By Simon Quicke
10 July 2008
Microsoft has used its partner conference in Houston to push its Software plus Services approach to the channel outlining details of how its model will work.
The vendor has doggedly stuck to its own version of the Software as a Service approach arguing that there still needs to be an element of software kept on the desktop.
But of course the channel needs details and those have been unveiled with those doubting that the software world is changing being encouraged to look at the difference in growth rates between traditional products, around 7% a year, and electronic distributed applications, at 30 to 40% a year.
Clare Barclay, director of partner programme and strategy at Microsoft UK, said that the channel had been waiting for details and they were now in a position to share the strategy.
“This is going to be a service sold by Microsoft available through partners with 18 percent of the subscription [going to the dealer]. At the reseller’s end there are lots of new opportunities,” she said.
She added that the vendor was being “a lot more concrete than it was before” and was trying to help resellers address the transition from on premise software to the cloud.
“As a vendor you have got to think what is next. But in a channel role if we can’t make it clear to partners then it will never become a reality,” she said.
The vendor unveiled its online services business model that offers a customers a choice of online applications including Exchange, Office Sharepoint, Office Communications and Office Live Meeting available for $15 per user as a package.

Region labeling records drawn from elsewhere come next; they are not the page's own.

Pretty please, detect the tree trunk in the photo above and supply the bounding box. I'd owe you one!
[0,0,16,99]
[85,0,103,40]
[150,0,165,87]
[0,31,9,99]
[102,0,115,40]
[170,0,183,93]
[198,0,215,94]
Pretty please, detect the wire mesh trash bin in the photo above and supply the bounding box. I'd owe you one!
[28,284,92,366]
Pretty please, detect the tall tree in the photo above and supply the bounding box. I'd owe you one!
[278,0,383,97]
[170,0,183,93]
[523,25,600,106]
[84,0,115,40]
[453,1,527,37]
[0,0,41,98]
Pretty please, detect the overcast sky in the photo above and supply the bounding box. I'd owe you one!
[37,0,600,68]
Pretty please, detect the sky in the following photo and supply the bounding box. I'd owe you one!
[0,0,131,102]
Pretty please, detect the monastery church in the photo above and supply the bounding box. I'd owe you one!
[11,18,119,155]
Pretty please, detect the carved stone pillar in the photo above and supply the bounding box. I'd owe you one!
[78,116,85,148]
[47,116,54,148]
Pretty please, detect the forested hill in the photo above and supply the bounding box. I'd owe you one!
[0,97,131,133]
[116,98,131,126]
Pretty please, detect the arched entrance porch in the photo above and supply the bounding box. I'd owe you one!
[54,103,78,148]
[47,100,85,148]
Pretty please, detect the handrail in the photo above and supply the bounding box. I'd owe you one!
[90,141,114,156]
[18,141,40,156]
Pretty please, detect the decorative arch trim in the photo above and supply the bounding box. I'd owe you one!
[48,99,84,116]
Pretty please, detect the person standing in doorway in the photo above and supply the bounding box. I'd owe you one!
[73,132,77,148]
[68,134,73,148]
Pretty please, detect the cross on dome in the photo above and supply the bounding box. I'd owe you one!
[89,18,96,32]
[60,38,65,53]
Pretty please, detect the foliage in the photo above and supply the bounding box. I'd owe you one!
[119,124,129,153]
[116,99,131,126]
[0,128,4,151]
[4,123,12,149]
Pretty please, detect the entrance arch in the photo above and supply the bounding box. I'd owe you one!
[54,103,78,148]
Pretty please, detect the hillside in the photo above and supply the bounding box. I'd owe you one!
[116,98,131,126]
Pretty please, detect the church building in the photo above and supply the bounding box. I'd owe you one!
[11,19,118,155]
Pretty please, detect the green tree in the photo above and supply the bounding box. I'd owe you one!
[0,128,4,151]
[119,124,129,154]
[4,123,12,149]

Reseller get 12 per cent of the first year contract and then six per cent of the ongoing fee, which totals the 18 per cent highlighted by Barclay.
Other announcements included the launch of a SAM optimisation model that is designed to help customers check their licensing requirements.
Michala Wardell, head of anti-piracy and licensing at Microsoft UK, said that the results of through SAM management was often savings for customers that were over-licensed.